How many 3 day weekends have we had in the last umpteen years where the toll has been 1??? They can't all have been equally poor in the weather department.
Comment by SpeedyWiz, on 12-Jun-2010 14:11
I traveled across the North Island for 5hrs on Saturday and 5hrs again on Monday, at speeds that a normal person could not comprehend (officially my max speed was 101kmh, lol). If I travelled at 90kmh, I would have fallen asleep or got bored and had an accident. When going a little bit faster, I wake up and take note, cause you kinda have to. I only saw 1 speed camera (spot them a mile away, hence the attention part) and 2 cops (one in Rotorua 60kmh area giving out some tickets already) There was next to no cars on the road, hence passing slow lines of cars was easy, and with no chances really to get impatient. It was the quietest roads I've seen in years.
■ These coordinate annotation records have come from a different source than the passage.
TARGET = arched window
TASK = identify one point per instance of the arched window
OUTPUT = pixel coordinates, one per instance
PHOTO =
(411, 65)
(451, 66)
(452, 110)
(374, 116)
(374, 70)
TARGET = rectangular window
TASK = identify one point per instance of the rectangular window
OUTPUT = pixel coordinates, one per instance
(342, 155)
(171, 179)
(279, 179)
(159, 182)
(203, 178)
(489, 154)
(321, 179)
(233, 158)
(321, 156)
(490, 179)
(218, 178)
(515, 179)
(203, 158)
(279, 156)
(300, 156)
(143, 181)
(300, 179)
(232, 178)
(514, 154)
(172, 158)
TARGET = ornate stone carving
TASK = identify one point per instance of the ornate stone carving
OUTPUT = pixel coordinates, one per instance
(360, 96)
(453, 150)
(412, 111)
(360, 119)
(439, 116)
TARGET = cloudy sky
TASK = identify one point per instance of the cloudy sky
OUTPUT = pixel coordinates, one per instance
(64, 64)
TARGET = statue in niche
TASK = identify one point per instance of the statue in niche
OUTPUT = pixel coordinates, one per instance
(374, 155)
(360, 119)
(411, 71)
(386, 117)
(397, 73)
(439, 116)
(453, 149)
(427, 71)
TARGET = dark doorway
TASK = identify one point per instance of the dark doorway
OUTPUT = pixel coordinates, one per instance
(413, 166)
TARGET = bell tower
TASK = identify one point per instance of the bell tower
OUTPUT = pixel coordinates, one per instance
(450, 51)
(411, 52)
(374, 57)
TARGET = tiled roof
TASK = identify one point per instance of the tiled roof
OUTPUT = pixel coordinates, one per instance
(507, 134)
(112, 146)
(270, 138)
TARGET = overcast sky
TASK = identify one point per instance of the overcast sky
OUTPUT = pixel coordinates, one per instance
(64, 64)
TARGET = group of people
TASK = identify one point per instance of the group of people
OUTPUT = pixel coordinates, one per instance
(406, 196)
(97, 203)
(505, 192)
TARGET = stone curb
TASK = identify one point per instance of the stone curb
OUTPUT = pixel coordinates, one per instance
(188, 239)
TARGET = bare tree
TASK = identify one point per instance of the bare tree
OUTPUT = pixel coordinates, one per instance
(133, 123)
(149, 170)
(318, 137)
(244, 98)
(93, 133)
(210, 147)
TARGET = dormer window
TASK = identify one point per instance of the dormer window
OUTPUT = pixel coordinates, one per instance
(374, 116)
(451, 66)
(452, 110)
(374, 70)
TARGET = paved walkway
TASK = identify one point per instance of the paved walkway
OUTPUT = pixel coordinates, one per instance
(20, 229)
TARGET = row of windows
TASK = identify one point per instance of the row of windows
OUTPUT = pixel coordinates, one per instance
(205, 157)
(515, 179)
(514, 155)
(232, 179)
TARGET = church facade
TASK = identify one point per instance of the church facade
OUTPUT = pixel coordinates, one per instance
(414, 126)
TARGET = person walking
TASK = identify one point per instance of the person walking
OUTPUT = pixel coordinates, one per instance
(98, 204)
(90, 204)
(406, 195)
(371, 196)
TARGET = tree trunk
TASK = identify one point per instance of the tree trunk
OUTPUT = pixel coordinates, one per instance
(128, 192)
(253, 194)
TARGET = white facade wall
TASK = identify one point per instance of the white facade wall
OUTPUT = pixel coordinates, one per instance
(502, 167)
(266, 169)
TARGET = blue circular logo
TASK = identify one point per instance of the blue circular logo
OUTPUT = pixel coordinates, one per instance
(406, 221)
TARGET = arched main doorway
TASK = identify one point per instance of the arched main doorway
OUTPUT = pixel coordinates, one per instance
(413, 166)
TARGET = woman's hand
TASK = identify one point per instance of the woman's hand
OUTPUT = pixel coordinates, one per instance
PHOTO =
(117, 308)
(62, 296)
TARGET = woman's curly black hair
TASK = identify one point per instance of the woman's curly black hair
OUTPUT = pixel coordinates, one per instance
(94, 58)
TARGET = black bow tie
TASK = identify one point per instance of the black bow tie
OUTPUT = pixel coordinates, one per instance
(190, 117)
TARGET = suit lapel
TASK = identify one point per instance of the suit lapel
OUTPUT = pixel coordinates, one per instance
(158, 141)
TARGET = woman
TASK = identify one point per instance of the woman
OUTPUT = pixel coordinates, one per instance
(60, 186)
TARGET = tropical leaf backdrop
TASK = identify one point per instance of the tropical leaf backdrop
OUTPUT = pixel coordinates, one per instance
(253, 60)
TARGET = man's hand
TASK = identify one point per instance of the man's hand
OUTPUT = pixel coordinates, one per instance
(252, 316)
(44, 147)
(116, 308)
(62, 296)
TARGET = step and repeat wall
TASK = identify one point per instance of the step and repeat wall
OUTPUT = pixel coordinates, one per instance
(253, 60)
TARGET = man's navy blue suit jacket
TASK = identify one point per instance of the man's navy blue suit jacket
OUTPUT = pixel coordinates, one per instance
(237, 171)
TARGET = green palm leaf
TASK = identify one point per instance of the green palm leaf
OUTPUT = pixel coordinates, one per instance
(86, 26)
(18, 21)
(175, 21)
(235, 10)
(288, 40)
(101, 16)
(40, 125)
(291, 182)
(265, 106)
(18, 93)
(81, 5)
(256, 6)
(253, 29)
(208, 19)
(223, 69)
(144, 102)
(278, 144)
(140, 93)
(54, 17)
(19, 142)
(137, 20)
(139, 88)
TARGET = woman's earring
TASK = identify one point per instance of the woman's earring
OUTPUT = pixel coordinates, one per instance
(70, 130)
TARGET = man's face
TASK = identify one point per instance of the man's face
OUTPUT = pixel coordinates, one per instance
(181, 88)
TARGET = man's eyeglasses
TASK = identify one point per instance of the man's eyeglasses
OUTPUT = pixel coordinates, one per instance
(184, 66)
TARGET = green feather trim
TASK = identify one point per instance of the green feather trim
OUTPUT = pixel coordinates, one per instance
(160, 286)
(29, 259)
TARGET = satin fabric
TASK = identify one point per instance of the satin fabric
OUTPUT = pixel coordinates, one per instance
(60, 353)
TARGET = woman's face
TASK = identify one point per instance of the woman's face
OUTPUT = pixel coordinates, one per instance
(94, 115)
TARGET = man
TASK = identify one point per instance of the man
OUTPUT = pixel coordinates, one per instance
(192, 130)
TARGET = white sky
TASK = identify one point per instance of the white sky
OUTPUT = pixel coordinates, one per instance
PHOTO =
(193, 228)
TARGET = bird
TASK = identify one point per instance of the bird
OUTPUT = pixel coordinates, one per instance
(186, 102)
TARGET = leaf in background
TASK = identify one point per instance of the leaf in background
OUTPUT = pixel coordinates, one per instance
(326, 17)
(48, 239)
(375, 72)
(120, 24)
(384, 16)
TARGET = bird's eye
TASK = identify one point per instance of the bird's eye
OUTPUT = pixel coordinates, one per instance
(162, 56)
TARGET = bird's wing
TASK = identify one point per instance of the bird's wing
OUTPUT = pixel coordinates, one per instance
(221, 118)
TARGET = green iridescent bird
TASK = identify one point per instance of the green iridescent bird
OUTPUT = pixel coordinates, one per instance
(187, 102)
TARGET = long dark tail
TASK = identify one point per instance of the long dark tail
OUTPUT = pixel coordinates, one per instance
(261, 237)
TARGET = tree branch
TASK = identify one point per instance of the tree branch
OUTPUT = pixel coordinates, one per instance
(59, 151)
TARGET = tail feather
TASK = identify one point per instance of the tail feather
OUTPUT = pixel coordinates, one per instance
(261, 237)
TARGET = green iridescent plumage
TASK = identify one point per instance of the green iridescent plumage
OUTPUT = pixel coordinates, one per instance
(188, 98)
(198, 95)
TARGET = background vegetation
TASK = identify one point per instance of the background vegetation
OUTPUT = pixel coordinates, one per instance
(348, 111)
I love the classic; cars and large trucks that travel at 85kmh, then speed up to 110 on a passing lane, they seem to think that they are safer further away from the center line or something, and drive faster on passing lanes.
Comment by SpeedyWiz, on 12-Jun-2010 14:26
I think parked speed camera vehicles are the best invention ever.. it catches those that are speeding and those that aren't paying attention.. the very worst kind of offender. Its good having more paid police on the roads, even if the income comes from speeders. Police are well trained in CPR etc.. the more of them out there, the more chance of survival after an accident. Also when there is a murderer loose with a gun, there is more police on the roads that come rushing to save the day.